Al San Fedele state ospitando una mostra sulla discriminazione degli omosessuali in Uganda.
“Abbiamo riflettuto sulla discriminazione in Uganda per denunciare tutte quelle situazioni in cui chi si macchia del “reato di omosessualità” è condannato e punito, fino all’impiccagione. È una mostra che parla di persone che chiedono di essere riconosciute nella propria umanità, nel loro diritto di “essere” se stesse, nella consapevolezza che non ci può essere costruzione di una società se non nel rispetto e nell’accoglienza delle differenze”.

Quanto ci vorrà perché la Chiesa italiana faccia un passo verso l’accoglienza delle coppie gay?
“Non bisogna confondere i diritti civili col matrimonio cristiano, posto in una visione di fede, che si contrae tra uomo e donna. Occorre che la Chiesa rifletta su cosa significhi accogliere nella propria comunità persone dello stesso sesso che si vogliono bene e che desiderino intraprendere un serio cammino cristiano. Se il Vangelo è rivolto a tutti, occorre dare risposte credibili”.

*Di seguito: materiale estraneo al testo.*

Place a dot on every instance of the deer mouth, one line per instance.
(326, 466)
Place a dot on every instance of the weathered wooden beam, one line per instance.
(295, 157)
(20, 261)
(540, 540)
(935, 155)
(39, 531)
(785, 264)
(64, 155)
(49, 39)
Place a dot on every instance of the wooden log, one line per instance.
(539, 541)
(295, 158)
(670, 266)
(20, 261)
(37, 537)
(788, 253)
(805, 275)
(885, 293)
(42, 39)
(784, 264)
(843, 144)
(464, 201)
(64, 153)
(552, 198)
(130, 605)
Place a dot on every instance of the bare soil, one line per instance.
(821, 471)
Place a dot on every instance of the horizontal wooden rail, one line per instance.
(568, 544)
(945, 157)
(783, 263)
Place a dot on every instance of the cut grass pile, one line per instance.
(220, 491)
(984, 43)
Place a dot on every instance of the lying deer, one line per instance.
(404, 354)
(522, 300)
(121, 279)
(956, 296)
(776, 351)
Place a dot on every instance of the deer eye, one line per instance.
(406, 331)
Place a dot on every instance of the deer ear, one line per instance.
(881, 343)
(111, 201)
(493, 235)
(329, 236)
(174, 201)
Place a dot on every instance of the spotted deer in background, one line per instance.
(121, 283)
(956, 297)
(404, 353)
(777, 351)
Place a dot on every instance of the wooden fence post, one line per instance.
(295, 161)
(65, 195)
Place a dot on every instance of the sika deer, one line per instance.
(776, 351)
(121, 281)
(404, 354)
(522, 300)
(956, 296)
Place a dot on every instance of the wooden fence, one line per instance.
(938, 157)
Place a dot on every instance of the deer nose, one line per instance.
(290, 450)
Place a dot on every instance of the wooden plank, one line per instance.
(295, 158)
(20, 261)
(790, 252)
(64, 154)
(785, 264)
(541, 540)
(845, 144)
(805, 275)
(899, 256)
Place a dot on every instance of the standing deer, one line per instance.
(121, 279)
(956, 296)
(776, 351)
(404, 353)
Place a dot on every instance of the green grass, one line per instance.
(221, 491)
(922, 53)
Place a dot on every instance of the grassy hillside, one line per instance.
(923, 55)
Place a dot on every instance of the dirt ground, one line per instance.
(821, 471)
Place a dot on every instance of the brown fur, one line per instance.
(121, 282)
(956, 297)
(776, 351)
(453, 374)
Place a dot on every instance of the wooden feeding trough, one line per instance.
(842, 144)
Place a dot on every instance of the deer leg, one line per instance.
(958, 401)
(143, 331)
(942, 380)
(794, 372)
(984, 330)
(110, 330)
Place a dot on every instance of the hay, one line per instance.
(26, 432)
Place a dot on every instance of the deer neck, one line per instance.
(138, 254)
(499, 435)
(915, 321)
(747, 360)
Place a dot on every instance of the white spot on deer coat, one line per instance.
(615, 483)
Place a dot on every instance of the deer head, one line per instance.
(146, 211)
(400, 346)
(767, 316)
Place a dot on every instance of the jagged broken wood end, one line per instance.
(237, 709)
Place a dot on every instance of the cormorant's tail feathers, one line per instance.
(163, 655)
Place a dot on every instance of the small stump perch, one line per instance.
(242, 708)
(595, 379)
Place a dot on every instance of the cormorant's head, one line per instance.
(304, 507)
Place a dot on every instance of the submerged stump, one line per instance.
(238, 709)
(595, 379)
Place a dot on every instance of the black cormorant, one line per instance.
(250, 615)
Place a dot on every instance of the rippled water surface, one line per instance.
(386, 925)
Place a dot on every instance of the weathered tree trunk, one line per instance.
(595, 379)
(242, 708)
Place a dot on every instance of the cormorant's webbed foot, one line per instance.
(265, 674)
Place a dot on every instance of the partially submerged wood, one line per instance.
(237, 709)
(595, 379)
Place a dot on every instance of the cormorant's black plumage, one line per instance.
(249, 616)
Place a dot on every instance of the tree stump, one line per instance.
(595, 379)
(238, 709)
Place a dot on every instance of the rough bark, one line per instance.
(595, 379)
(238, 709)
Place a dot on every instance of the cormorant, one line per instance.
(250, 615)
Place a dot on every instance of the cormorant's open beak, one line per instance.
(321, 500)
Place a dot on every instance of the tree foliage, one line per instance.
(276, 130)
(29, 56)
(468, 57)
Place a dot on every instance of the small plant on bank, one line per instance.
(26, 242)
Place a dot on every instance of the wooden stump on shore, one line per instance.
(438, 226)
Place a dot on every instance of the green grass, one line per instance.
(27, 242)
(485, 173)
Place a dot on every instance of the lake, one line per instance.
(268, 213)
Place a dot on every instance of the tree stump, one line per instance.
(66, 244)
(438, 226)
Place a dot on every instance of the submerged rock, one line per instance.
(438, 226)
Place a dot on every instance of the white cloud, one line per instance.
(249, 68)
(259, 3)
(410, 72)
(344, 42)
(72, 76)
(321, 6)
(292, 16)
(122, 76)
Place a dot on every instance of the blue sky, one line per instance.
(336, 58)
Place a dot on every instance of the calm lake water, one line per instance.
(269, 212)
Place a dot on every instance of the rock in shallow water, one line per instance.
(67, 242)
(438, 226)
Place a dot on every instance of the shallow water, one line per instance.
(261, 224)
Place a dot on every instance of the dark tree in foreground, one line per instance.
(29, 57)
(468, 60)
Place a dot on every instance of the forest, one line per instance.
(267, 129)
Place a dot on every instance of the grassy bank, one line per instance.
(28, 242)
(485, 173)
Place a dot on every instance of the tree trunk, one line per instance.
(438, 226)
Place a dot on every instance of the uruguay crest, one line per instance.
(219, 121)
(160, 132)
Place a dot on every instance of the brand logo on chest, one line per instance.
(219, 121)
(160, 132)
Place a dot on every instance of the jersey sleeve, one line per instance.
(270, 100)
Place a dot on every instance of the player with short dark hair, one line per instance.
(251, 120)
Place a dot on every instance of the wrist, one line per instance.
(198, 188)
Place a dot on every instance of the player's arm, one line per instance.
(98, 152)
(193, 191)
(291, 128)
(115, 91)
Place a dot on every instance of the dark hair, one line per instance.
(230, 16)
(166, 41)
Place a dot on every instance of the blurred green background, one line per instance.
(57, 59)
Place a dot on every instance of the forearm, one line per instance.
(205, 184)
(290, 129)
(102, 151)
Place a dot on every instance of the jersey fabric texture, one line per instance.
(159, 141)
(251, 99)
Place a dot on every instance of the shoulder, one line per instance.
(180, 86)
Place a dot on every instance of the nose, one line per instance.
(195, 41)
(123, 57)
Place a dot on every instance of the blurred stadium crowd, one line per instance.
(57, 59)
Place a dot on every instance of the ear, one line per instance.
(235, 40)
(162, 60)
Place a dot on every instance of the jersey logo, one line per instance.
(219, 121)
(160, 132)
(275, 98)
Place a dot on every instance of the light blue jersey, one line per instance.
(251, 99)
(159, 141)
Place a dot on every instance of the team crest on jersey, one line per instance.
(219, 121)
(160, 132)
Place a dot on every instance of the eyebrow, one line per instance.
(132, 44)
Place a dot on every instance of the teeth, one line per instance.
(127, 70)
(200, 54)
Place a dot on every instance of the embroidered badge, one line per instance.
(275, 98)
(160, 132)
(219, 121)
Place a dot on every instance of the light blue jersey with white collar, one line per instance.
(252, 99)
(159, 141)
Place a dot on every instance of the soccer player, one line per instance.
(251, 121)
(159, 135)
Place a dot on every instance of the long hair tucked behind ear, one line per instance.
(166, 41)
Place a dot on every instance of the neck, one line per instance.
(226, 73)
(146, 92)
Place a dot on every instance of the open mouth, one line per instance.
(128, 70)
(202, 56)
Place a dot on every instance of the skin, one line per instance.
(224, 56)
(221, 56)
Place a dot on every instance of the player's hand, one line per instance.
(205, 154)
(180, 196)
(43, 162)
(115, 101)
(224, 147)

Cosa dovrebbe fare la Chiesa per liberarsi dai pregiudizi?
“Incontro spesso persone che si dichiarano omosessuali. Tuttavia, quando mi trovo di fronte a loro, non penso mai al fatto di essere con dei “diversi”. Sto semplicemente parlando con persone che vivono le loro aspirazioni e frustrazioni, i loro fallimenti e desideri, i problemi della loro vita quotidiana. Mi pongo una domanda: “In che modo la vita di questa persona può trovare un proprio compimento? Come può essere riconciliata con se stessa, con gli altri, per aprirsi al mondo e a Dio?”. Secondo questa preoccupazione, invito le persone a compiere un cammino di riflessione su se stessi e sul senso profondo della loro vita, indipendentemente dall’orientamento sessuale. È un compito al quale nessun uomo può sottrarsi”.

Non aiuta la contrarietà del mondo ecclesiale verso le scuole che fanno iniziative per educare al rispetto e per prevenire l’omofobia, attività bollate come “pro-gender”. Che fare?
“Credo che si affronti questo tema con grande e colpevole superficialità. Manca una formazione delle coscienze al rispetto delle persone, alle diversità di ciascuno. Ogni società ha sempre avuto bisogno di trovare capri espiatori. In questo senso, le persone omosessuali sono state più esposte di altre a discriminazioni e a violenze, pensiamo a quanto gli omosessuali hanno subito sotto la dittatura nazista”.

E oggi?
“Si fatica a porre l’interrogativo: come considerare l’amore omosessuale? Qual è il suo valore? Ha una sua legittimità o è semplicemente da condannare? E se ha un senso, come situarlo all’interno di una società? È un dibattito più aperto che mai, sia all’interno che all’esterno della Chiesa”.